Accounting and Law: Partners in the Juridification of the Public Sector in the UK?

Abstract This paper is built around interlinkages between accounting and law. It springs from two key arguments. First, that political parties are increasingly using law, amongst other mechanisms, to mould the behaviour of social systems beyond acceptable levels. This is described as a "juridification process" in critical legal circles and has many disturbing ramifications. Second, the way many political concerns within juridified law are increasingly infiltrated by, and dependent upon, accounting thinking and logic. The paper explores these broad themes at a theoretical level highlighting the nature of these processes and the possible ramifications of juridified law when it goes beyond the "structural coupling" of society and the social systems which are being regulated. It also develops the themes empirically by analysing, using this theoretical framework, two recent important United Kingdom Acts of Parliament with regard to health and education institutions (the Education Reform Act 1988 and the National Health Service and Community Care Act 1990).

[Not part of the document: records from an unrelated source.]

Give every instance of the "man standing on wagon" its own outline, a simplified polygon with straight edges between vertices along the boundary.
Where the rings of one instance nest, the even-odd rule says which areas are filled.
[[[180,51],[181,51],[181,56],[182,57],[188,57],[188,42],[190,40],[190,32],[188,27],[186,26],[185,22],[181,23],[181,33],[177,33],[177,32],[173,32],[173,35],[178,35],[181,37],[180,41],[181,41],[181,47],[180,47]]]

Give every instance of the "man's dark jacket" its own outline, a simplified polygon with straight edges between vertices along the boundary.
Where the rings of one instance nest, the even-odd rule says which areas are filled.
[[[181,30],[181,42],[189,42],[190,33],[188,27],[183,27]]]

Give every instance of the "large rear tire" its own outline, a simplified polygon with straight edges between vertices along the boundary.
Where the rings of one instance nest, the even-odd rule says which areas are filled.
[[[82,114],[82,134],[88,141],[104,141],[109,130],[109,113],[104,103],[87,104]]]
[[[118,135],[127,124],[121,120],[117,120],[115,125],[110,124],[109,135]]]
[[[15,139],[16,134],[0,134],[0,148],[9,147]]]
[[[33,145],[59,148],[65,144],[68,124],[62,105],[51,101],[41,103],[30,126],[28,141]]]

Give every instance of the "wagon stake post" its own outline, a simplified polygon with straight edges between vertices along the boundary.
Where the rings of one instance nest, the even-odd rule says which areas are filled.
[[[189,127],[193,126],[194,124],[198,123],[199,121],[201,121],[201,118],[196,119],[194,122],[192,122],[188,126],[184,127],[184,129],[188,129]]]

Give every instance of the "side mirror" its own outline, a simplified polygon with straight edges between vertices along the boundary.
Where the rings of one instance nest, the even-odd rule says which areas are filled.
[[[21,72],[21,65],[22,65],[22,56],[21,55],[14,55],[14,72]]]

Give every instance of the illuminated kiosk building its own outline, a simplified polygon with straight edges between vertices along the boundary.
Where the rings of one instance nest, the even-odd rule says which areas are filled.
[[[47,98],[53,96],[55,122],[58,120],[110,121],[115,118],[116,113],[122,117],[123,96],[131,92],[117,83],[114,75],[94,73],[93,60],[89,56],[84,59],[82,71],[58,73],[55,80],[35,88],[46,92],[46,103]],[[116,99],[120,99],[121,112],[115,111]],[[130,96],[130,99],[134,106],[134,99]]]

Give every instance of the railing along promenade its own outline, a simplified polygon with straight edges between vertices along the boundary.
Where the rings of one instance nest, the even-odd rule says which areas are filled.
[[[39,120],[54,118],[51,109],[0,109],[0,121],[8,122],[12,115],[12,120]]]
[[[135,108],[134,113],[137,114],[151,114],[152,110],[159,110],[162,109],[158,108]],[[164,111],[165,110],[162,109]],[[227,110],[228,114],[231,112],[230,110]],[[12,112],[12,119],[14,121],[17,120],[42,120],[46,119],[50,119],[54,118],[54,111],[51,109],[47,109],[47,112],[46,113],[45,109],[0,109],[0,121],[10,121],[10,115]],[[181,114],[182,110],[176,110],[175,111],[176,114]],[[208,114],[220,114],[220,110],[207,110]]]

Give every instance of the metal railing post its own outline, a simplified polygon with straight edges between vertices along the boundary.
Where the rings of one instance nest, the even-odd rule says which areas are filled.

The conclusions from the paper are that these Acts are demonstrably juridification at work containing "politicized accounting" in their various clauses and are outside appropriate levels of "structural coupling". As a result, they run the risk of either disintegrating the political masters and/or the social systems. Because of the dominance of accounting logic in these Acts, accounting can be seen to be an active partner in this possible disintegration process.